La guerre vint, et l’artillerie britannique, sans se soucier de la loi, qui est en réalité le décret du 10 août 1852, introduisit en France des tracteurs américains à chenilles, qui donnaient toute satisfaction depuis sept ans, pour remorquer ses pièces lourdes à travers champs. La vue de ces engins confirma le général Estienne, alors colonel d’artillerie, dans l’idée que la réalisation de son projet de chars d’assaut était chose aisée. Le projet du général Estienne portait alors sur une voiture blindée de 7 tonnes avec un équipage de quatre hommes servant deux mitrailleuses et un canon de 37 et pouvant loger en outre une vingtaine de fantassins avec armes et bagages. Il s’exécuta finalement sous la forme de deux chars, le Schneider Mle 1916, de 13,5 tonnes, armé d’un 75 raccourci et de 2 mitrailleuses, blindé à 17 mm, servi par six hommes ; le Saint-Chamond Mle 1917, de 23 tonnes, armé d’un 75 et de 4 mitrailleuses, blindé à 17 mm, servi par neuf hommes ; on avait renoncé au transport de l’infanterie.
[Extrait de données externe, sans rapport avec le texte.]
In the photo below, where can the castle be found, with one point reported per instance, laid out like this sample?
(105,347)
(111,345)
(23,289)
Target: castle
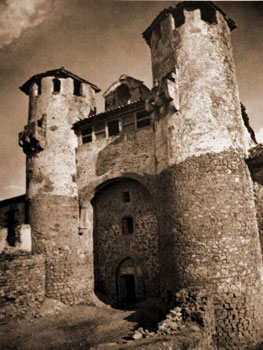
(160,192)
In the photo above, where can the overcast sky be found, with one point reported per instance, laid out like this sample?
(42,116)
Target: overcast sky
(98,40)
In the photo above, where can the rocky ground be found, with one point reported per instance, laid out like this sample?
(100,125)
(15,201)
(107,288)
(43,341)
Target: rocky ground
(75,328)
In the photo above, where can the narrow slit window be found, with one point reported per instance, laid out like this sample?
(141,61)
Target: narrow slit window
(113,127)
(100,130)
(127,225)
(39,88)
(56,85)
(87,135)
(77,88)
(143,119)
(126,196)
(11,222)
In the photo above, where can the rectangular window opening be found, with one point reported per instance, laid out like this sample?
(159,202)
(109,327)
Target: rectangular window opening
(143,119)
(87,135)
(77,88)
(56,85)
(113,127)
(127,225)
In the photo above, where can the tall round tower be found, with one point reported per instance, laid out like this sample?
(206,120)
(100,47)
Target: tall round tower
(57,99)
(210,235)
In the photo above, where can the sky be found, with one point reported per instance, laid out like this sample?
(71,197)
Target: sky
(99,40)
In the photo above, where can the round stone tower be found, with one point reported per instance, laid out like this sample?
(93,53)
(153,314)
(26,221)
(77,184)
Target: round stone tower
(209,230)
(57,99)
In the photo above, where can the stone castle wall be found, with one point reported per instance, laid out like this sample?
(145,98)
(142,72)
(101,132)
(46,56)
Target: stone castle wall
(22,284)
(112,244)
Chars Saint Chamond. « Ferme Mennejean, départ des chars le 23 octobre. » Photographe : Jacques RIDEL. Crédit : Ministère de la culture, Médiathèque de l’architecture et du patrimoine, diffusion RMN. Source : Mission Centenaire 14-18.
A gauche, le chef d’escadron Bossut devant l’un des chars d’assaut Schneider de son groupe (1916 ou 1917). Crédit : ECPAD.
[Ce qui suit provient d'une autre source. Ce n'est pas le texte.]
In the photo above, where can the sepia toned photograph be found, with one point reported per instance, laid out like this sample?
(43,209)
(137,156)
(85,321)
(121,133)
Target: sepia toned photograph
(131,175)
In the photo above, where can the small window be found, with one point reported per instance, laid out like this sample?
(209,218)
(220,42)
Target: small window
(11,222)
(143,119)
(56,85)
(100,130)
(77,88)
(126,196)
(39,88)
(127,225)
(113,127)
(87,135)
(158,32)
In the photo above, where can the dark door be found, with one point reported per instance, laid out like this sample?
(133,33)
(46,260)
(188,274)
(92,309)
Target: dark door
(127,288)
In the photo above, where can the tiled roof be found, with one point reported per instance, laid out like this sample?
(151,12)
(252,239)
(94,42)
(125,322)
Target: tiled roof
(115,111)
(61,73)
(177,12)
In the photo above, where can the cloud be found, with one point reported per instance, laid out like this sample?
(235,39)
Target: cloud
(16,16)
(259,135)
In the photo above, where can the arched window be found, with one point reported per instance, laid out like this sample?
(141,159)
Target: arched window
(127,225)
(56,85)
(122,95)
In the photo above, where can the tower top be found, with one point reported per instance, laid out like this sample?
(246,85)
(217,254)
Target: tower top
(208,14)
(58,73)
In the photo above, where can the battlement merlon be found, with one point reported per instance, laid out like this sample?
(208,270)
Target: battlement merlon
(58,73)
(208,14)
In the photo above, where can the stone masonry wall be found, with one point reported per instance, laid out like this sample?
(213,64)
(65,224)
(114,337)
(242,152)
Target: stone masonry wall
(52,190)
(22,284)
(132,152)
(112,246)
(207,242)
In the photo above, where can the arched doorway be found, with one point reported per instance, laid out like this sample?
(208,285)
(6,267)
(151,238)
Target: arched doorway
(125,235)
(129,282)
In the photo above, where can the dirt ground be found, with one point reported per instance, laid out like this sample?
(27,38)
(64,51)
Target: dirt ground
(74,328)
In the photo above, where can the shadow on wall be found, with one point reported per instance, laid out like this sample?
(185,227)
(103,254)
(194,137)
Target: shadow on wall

Simultanément, la Grande-Bretagne conduisait une étude de chars un peu plus lourds, un peu moins rapides ― ils ne faisaient que 6 km/h au lieu de 10 km/h ― plus légèrement blindés. Winston Churchill, qui dirigeait alors la marine britannique, y prit une part essentielle. L’étude aboutit aux trois chars Mark I, II et III de 1916, utilisés dans les premiers engagements, et au Mark IV, qui fut, pendant l’année 1917, l’armement presque exclusif des unités britanniques. Les caractéristiques de ces chars étaient très voisines ; le Mark IV pesait 30 tonnes, était armé de 2 canons de 57 et 4 mitrailleuses (ou 6 mitrailleuses sur les chars « femelles »), blindé à 12 mm, et servi par huit hommes.

Mark IV.

Dans ces premières réalisations, le char est essentiellement un engin de « rupture », moyen de franchissement d’une organisation fortifiée. Blindés à l’épreuve de la balle d’infanterie, les appareils sont aptes à traverser les tranchées et à ouvrir des brèches dans les réseaux.

Le char n’est encore qu’un expédient pour venir à bout de la fortification de campagne.
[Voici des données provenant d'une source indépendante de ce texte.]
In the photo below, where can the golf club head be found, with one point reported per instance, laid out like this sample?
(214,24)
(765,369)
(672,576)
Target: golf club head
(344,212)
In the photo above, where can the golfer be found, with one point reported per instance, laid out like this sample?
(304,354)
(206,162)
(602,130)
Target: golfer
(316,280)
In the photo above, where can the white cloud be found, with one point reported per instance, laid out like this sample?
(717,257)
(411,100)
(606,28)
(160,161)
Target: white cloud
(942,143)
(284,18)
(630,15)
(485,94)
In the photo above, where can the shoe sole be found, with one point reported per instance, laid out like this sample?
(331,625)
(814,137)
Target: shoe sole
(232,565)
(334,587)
L’expérience des premiers combats révéla d’ailleurs que ni les chars français, ni les chars britanniques, n’avaient la puissance de rupture suffisante. On en accrut la longueur, qui fixait la capacité de franchissement, le blindage, qui devait résister aux premières armes anti-chars spécialisées, et un peu la vitesse. Telle fut l’origine des premiers chars lourds de rupture, le char français 2 C qui ne sortit qu’après la guerre, en 1921, et le char britannique Mark VIII qui apparut en 1919, succédant à plusieurs types intermédiaires de 1918. Le premier atteignait les 70 tonnes ; le deuxième, 42 tonnes. La longueur dépassait légèrement 10 m sur l’un et sur l’autre. L’épaisseur du blindage était de 30 mm sur le 2 C, et 16 mm seulement sur le Mark VIII (les premiers Mark I et II n’avaient que 10 mm). La vitesse passait à 12 km/h sur le 2 C, à 9,5 km/h sur le Mark VIII (les Mark I à IV ne faisaient que 6 km/h). L’armement restait à peu près inchangé.

Char 2C.

Simultanément, les armées française et britannique éprouvèrent le besoin de compléter ces chars lourds de rupture par d’autres dont le rôle très différent marque jusqu’en 1939 les doctrines officielles des deux armées ; ce furent, en France, le char d’accompagnement, en Grande-Bretagne, le char d’exploitation.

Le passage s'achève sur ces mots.